Читать книгу "Кислородный предел - Сергей Самсонов"
Шрифт:
Интервал:
Закладка:
— Да нет, да разве это сильно? Ты тоже, в общем, извини.
— Заделся я. А кто бы не заделся, когда вот так, как ты меня?
— А, это, — Мартын улыбнулся той прежней, нахальной улыбкой, не совладал с собой, не в силах на мгновение был издевки, превосходства скрыть. — Очко. Ну ты так подставлялся — невозможно не воспользоваться. Огрехи в технике — работать надо, шлифовать.
И в раздевалке все они уже. Все голые, все равные. Кто в душевую сразу, кто на лавках развалился без сил.
— Ребят, а вы пластикой в каких областях?

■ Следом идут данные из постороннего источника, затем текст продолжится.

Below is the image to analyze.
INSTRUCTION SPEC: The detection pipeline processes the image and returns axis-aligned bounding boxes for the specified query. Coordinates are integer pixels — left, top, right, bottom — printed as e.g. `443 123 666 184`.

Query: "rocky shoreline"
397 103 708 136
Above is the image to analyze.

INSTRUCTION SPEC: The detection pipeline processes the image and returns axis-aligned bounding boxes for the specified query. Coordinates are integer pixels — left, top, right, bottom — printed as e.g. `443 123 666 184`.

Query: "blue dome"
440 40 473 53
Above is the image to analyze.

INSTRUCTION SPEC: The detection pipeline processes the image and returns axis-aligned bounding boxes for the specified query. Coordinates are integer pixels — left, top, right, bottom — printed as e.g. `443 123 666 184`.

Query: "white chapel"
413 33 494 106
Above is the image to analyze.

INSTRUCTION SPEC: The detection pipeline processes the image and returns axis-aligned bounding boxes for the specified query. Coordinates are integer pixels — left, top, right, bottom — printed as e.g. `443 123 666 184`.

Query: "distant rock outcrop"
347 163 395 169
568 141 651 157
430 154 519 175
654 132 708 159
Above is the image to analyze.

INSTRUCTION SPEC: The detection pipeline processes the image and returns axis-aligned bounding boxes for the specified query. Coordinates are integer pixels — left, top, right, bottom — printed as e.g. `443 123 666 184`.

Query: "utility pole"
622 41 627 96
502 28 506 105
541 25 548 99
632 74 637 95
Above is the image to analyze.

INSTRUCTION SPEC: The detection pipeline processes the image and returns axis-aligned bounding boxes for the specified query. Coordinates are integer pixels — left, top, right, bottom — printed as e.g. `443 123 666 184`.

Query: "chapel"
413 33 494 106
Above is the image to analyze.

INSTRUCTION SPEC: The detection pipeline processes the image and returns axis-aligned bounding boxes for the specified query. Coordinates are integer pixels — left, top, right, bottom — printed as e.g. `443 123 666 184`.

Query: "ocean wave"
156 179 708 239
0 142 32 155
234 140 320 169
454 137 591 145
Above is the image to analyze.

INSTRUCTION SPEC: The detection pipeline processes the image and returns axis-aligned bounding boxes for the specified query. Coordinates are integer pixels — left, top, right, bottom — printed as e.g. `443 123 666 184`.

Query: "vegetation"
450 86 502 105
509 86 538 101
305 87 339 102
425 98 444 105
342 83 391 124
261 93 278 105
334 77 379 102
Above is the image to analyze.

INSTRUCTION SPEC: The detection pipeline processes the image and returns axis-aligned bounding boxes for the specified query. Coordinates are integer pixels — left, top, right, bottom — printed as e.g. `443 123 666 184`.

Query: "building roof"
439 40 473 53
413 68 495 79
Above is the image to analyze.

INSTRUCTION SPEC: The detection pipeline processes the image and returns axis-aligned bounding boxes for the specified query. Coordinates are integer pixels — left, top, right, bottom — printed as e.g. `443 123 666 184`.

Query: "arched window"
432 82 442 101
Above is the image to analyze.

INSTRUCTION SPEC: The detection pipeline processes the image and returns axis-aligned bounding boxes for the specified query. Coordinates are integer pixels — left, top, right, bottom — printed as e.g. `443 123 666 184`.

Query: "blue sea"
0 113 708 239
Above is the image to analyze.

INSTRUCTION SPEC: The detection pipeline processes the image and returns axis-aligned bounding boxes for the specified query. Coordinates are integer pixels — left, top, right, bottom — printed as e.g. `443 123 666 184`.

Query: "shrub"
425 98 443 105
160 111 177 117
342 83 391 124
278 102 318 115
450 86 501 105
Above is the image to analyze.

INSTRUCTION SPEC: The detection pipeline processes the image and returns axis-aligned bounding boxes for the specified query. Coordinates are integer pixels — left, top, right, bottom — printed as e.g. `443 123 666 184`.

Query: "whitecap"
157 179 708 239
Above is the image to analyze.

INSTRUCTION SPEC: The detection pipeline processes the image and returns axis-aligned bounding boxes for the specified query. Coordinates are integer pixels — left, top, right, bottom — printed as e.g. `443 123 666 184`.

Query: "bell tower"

— Во всех — какая именно интересует?
— Жену решил на тюнинг, что ли? Давай! Отрежем лишнее со скидкой. Любой размер поставим, и разницы на ощупь никакой, как натуральные.
— И что у вас — вал?
— Конечно, вал — народ свихнулся.
— Ну да, по вашим тачкам судя, дело у вас идет.
— А если, в смысле, член?
— Что, комплексуешь? Вроде незаметно. — И гогот поднимается всеобщий. — Да нет, не тот немного профиль. Но если что, могу наводку дать.
— И что — и мужики приходят? На подтяжку?
— Есть и такие.
— А вот что интересно: а своей любимой не хочется порой чего-нибудь подправить? Ну как-то ты, наверное, иначе смотришь, взгляд другой?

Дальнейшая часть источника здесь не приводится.